建物を確認しながら周囲の環境をチェック。


約束の10分前になったので

建物の入り口付近で作業をしていた

うんと年配の女性に面接に来た旨を伝えると

取り次いで下さるため

二階に上がって行かれました。


しばらくして降りて来られ

「二階にどうぞ」と仰るも

年配女性は階下にとどまり上に向かって

「ぎんちゃーん、ぎんちゃーん」

と叫び続けるという不思議な光景。


この方どうしたのかしら?

ぎんちゃんって誰?

担当者はお取り込み中なの?


「お約束の時間にはまだ少し早いので

外でお待ちしましょうか?」と聞くと

上がってもらうよう言われたからと仰る。


でも「ぎんちゃーん」は続く。


???の状態で、それではお邪魔しますと

女性の脇をすり抜け階段を上りかけた時

ぎんちゃんの正体が判明しました。


狭い階段を上り切ったところに

ドッシリと横たわるワンコ。顔がデカイ。

雑種のように見えるが

目つきはシベリアンハスキー風で

私をガン見している。


「ぎんちゃん、そこどいて」


階段を行こうとする私の後ろから

年配女性が声をかけるが

ぎんちゃんは私を睨んだまま。


目線を合わせながら

ちょっと微笑んで見せたりして数段上る。

ぎんちゃんの目が光ったような気がする。


私は犬好きです。

犬からも好かれるほうだと思います。

目が合ったお散歩中のワンコが

ビビビッと来たような表情で

飼い主さんを引っ張り

私に向かって一目散に甘えてくる

なんてことはしょっちゅうです。

「犬好きな方のことは分かるんですよね」

飼い主さんからよく言われる言葉です。


しかし、ぎんちゃんの目の色は

気持ちが窺い知れずむしろ恐ろしい。


「このワンちゃん、大丈夫ですか?」


機嫌が悪くないか?

初対面の人には厳しくないか?

噛まないか?という意味で

階下の女性を振り返り尋ねると


「たぶん大丈夫だと思うけれど、、」


あー!

あなた今私の視線を逸らしましたね?

やだ怖〜い。

たぶんじゃ困るんですけれど。


“犬は苦手ですか?”


逆に聞いてくる。


「苦手ではないです」


苦手じゃなければ行けと言うのか?

ぎんちゃんを跨ぐように行けと?

ぎんちゃんが突然アクションを起こし

私が階段から落ちでもしたら

あなたも間違いなく圧死ですわよ。


困って階段の中程で立ち往生していると

二階に中年女性の姿が現れました。

おそらく面接担当者でしょう。


“この子大丈夫ですからどうぞ”

とは言わず


“犬は苦手ですか?”


同じことを聞いてきました。

こういう飼い主、いますね。

こちらの問題ではないと思うのだけど。


女性はぎんちゃんを力づくで

移動させようとしましたが

ぎんちゃんテコでも動かない構え。

視線はずっと私を捉え

そしてついに唸り始めました。


あ、やっぱり。

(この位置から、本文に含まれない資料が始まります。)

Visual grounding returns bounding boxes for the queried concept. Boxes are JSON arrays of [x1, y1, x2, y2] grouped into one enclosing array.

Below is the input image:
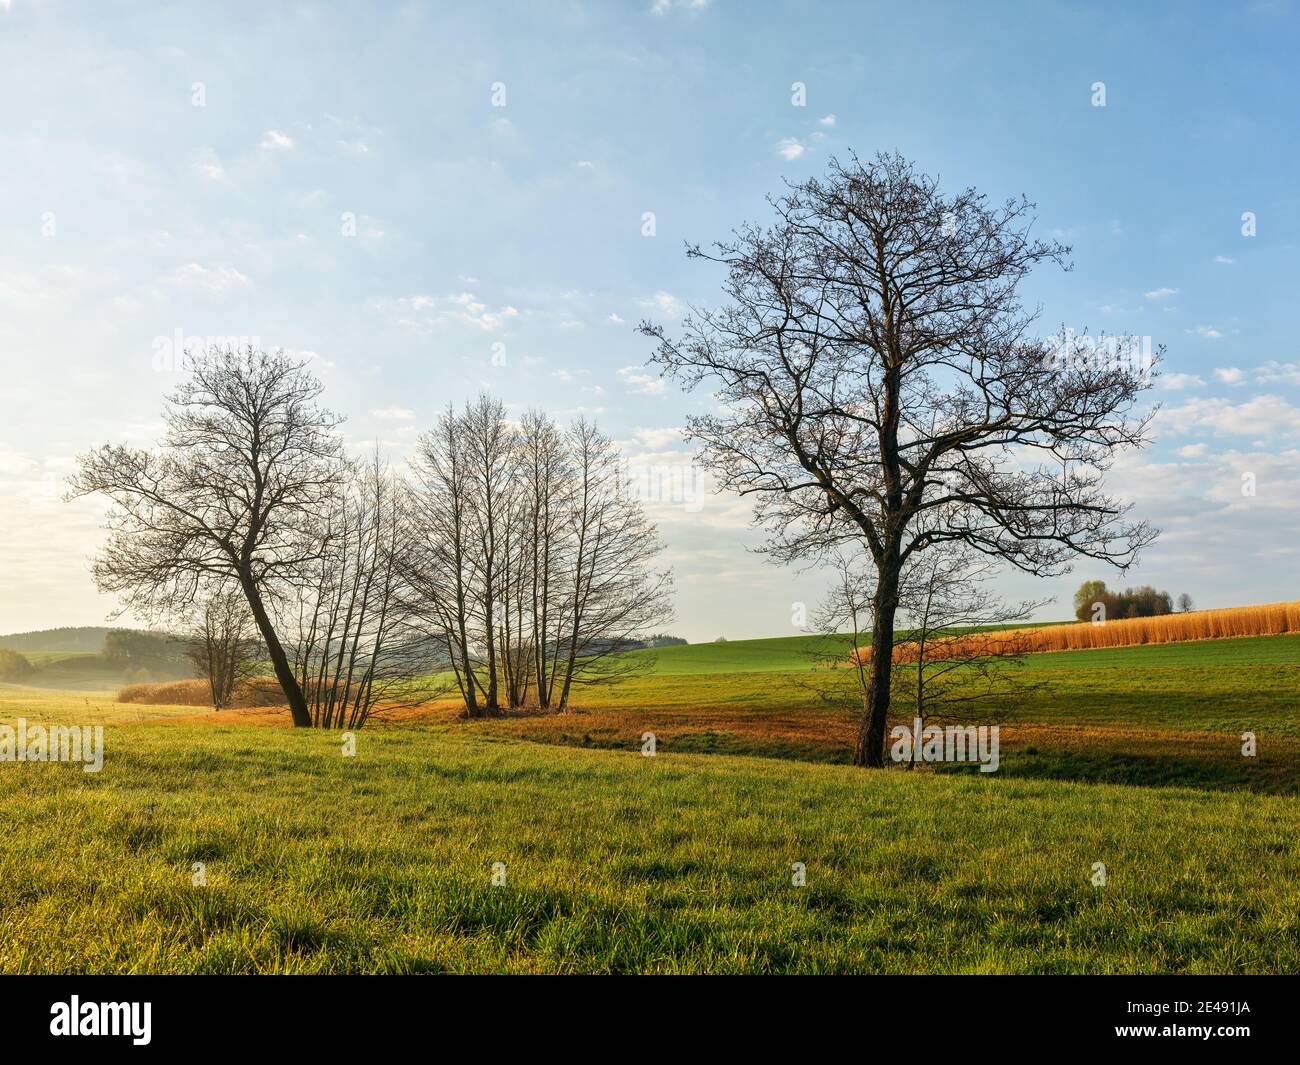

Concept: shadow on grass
[[972, 749, 1300, 795], [535, 729, 1300, 795]]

君、不機嫌だよね。

初っ端から気に入らなかったの?

それとも私のせいで引っ張られてるから?

とにかくアンタ今けっこう怒ってるよね。


唸るぎんちゃんが引きずられて行き

一瞬視界から消えたので

恐る恐るもう一段階段を上ると

飼い主を振り切り戻って来て

今にも私に襲いかかるように

さらに強く唸り声をあげました。


“あーあ、また始まったわよ”


うしろで年配女性が呟きました。


“また” なんだ。


“ぎんちゃん、ぎんちゃん”と引っ張る女性と

抵抗しながら私に唸るぎんちゃん。



「すみませんが帰ります。

面接は結構です。失礼します。」


大きな声でご挨拶をして階段を降りました。


“ちょっと待って下さい!”


何度か呼び止められたけれど

それは無理です。


ぎんちゃん怖すぎです。

万一でも噛まれたり飛びかかられたりして

怪我をしたくはありません。


もう一度出口で「失礼しました」と叫んで

帰途につきました。


帰りの電車の中から


恐ろしかったので失礼しましたと

応募辞退のメールを打ちました。


すぐに

怖い思いをさせてすみませんと

返信メールが来ました。



怖い思いをさせて、ってwww


私はお友だちを訪ねたわけではない。

面接をするというから

履歴書を用意し(残り物ですが)

交通費をかけてわざわざ行ったのです。

最低限の受け入れ態勢は整えようよ。


内心はそう思いましたが

伝えたところでねww


そんなわけで履歴書は減りませんでした。